It’s the Nth Pan-Annual Führer-loving Competition, and I’m sitting in the staging dimension, backpack at my feet, and a glass of antifreeze in my hand. The trick with antifreeze is to take light sips, and only when you feel the ice crystals poking your neurons. My backpack’s got an Eva Braun wig (Plan A), clothes appropriate for a twentieth-century German secretary (Plan B), and a set of keys with a magic eight-ball keychain (Plan C).

It’s held every time the timeline gets wiped, which makes it hard to know how many times it’s happened, but it’s a tradition. Some people bet on which century will reinvent time travel first. Some people go and hunt dinosaurs or shake George Washington’s hand. And some people try to gently caress Adolph Hitler, Chancellor of the Third Reich.

Most of these people are total idiots. I’m staring at some right now, a bunch of clowns from 5377. They’re dressed up in so much leather and spikes it looks like they’re wearing the entire wardrobe department of Nazi Biker Bitches volumes one through six. To be fair to them, most historical records got destroyed during the Pornocracy of the 4880’s, but seriously, pick up a textbook or something.
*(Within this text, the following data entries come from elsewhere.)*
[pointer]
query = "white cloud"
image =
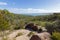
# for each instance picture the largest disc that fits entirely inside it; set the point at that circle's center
(3, 3)
(28, 10)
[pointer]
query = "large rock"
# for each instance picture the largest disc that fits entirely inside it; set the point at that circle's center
(32, 27)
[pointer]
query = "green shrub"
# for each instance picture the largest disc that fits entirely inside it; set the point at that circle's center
(30, 34)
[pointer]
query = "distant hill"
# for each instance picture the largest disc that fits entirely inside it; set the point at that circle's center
(36, 14)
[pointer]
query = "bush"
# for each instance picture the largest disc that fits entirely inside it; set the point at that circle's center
(56, 36)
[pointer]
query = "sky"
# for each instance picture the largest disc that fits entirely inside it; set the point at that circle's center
(31, 6)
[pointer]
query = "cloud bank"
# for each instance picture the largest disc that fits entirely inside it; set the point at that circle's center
(3, 3)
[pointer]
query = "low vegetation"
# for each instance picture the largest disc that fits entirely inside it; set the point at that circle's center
(11, 21)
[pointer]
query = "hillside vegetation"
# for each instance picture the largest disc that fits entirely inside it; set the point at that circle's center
(11, 21)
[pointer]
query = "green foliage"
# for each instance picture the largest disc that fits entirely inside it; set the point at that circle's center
(19, 34)
(56, 36)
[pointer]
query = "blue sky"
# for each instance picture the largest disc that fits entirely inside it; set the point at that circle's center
(31, 6)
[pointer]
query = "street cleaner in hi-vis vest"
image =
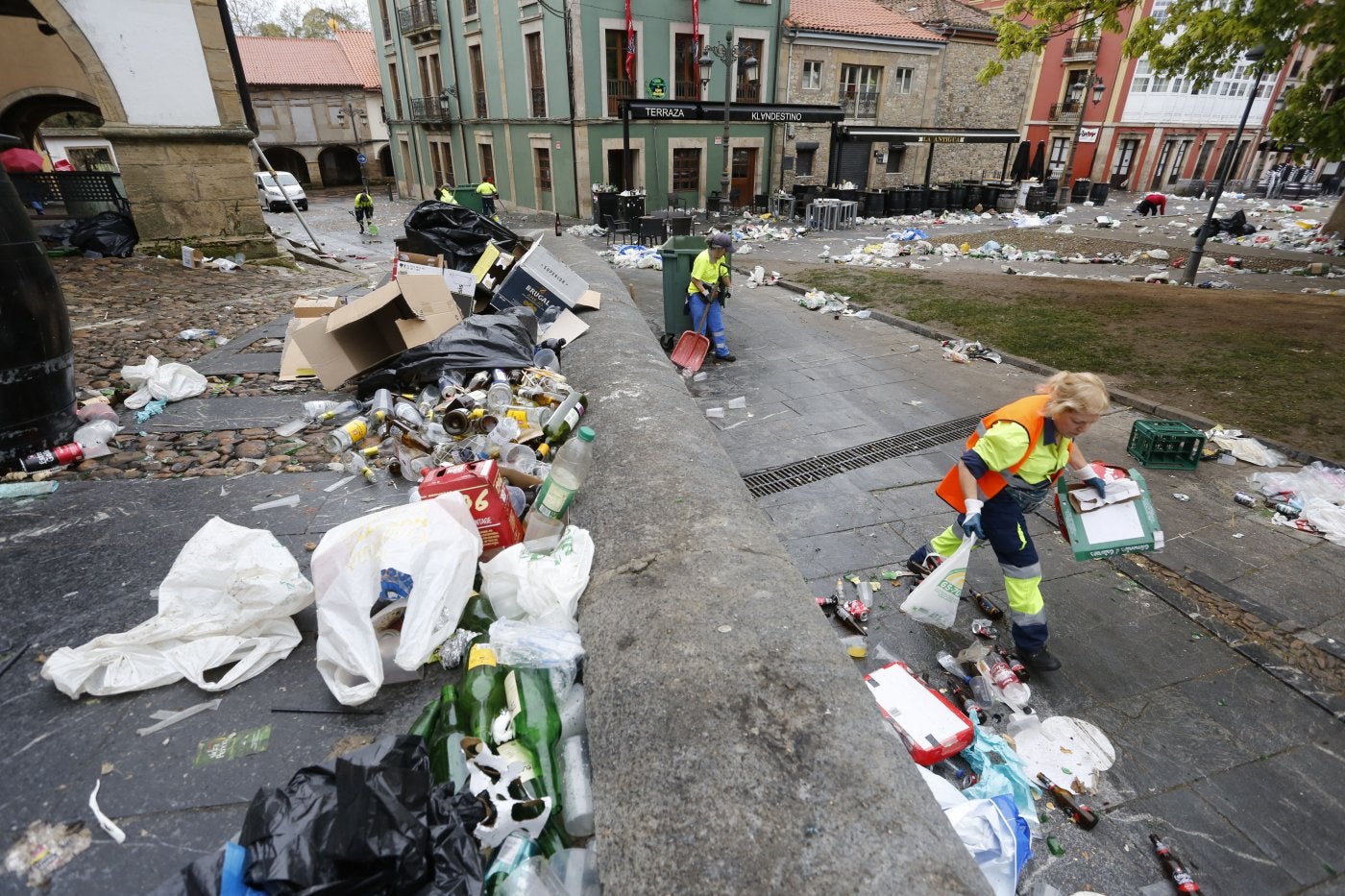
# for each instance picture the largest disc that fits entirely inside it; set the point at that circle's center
(1008, 470)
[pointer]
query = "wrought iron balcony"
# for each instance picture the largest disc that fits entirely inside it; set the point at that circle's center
(1080, 49)
(428, 109)
(858, 103)
(419, 19)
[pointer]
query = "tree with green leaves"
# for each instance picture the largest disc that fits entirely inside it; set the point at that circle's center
(1200, 40)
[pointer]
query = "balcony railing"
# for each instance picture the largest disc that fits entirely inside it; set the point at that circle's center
(428, 109)
(618, 89)
(860, 103)
(1082, 49)
(417, 16)
(1066, 109)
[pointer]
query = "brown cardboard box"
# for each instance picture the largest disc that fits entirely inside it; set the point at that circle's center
(406, 312)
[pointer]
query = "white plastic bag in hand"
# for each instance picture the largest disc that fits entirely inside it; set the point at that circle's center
(426, 552)
(171, 382)
(545, 588)
(228, 599)
(935, 600)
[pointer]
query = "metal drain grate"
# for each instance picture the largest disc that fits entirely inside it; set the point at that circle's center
(800, 472)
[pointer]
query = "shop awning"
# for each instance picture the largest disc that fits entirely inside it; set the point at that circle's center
(867, 133)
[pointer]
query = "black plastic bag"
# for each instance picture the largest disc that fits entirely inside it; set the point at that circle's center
(110, 233)
(453, 231)
(480, 342)
(369, 824)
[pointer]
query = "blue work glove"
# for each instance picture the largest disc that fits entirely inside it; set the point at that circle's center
(971, 521)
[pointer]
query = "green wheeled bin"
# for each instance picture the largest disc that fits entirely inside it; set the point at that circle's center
(678, 254)
(468, 198)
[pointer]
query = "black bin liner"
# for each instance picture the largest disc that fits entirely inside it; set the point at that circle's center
(480, 342)
(453, 231)
(369, 824)
(110, 233)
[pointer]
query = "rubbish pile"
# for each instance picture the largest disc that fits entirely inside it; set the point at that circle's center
(480, 570)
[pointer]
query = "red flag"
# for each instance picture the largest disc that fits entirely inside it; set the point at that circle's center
(629, 43)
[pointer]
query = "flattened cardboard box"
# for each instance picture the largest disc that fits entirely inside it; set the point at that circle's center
(406, 312)
(1126, 527)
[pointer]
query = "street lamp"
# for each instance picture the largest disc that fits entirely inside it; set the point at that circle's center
(1076, 93)
(349, 110)
(728, 53)
(1187, 274)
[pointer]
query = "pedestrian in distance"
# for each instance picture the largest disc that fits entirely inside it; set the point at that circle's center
(487, 191)
(1006, 472)
(363, 210)
(1153, 204)
(709, 291)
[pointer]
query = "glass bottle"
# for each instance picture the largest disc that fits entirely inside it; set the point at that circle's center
(545, 520)
(481, 695)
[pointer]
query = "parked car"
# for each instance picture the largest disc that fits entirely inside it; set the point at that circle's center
(271, 197)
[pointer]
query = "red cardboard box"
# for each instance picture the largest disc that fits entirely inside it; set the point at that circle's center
(928, 724)
(481, 487)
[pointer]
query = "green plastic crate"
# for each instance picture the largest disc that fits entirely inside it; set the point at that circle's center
(1165, 444)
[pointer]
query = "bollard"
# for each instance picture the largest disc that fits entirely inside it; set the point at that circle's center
(37, 354)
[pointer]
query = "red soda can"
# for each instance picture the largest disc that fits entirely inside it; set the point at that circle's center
(58, 456)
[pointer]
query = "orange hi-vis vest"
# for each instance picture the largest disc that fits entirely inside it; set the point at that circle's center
(1026, 413)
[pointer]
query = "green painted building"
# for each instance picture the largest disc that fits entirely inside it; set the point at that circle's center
(530, 93)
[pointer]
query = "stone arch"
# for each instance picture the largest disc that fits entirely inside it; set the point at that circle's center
(338, 166)
(291, 160)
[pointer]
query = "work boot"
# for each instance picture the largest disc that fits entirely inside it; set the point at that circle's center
(1041, 661)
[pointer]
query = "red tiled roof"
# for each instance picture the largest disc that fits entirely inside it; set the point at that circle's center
(296, 61)
(359, 51)
(856, 16)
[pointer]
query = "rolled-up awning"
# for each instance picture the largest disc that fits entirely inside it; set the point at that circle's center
(871, 133)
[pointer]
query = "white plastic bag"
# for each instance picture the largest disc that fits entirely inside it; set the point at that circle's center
(426, 552)
(228, 599)
(545, 588)
(171, 382)
(935, 600)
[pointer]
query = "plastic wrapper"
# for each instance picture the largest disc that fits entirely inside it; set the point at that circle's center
(424, 553)
(481, 342)
(453, 231)
(369, 822)
(110, 233)
(226, 601)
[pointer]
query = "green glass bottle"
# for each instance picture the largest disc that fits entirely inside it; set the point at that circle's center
(446, 747)
(424, 724)
(537, 724)
(481, 695)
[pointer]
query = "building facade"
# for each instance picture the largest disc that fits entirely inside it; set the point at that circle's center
(1109, 118)
(319, 107)
(159, 77)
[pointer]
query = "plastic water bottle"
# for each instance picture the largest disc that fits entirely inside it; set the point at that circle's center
(577, 787)
(547, 520)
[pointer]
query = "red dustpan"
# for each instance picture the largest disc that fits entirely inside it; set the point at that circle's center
(690, 348)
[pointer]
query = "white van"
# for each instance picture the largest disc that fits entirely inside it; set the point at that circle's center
(271, 197)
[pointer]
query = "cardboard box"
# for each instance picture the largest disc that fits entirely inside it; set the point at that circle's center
(928, 724)
(1115, 529)
(315, 307)
(406, 312)
(481, 487)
Most of these people are total idiots, but there’s one. Couple centuries ahead of me, similar age, playing with something on her wrist. She spins it around like she’s bored and shifts through ten different people at once: a Hologuise, date of origin 3161. It’s a risky move—by the time we get there, the technology will already have been retconned. Unpredictable. Paradox bait.

Our lines of sight collide, and in that moment, I know she’s my competition.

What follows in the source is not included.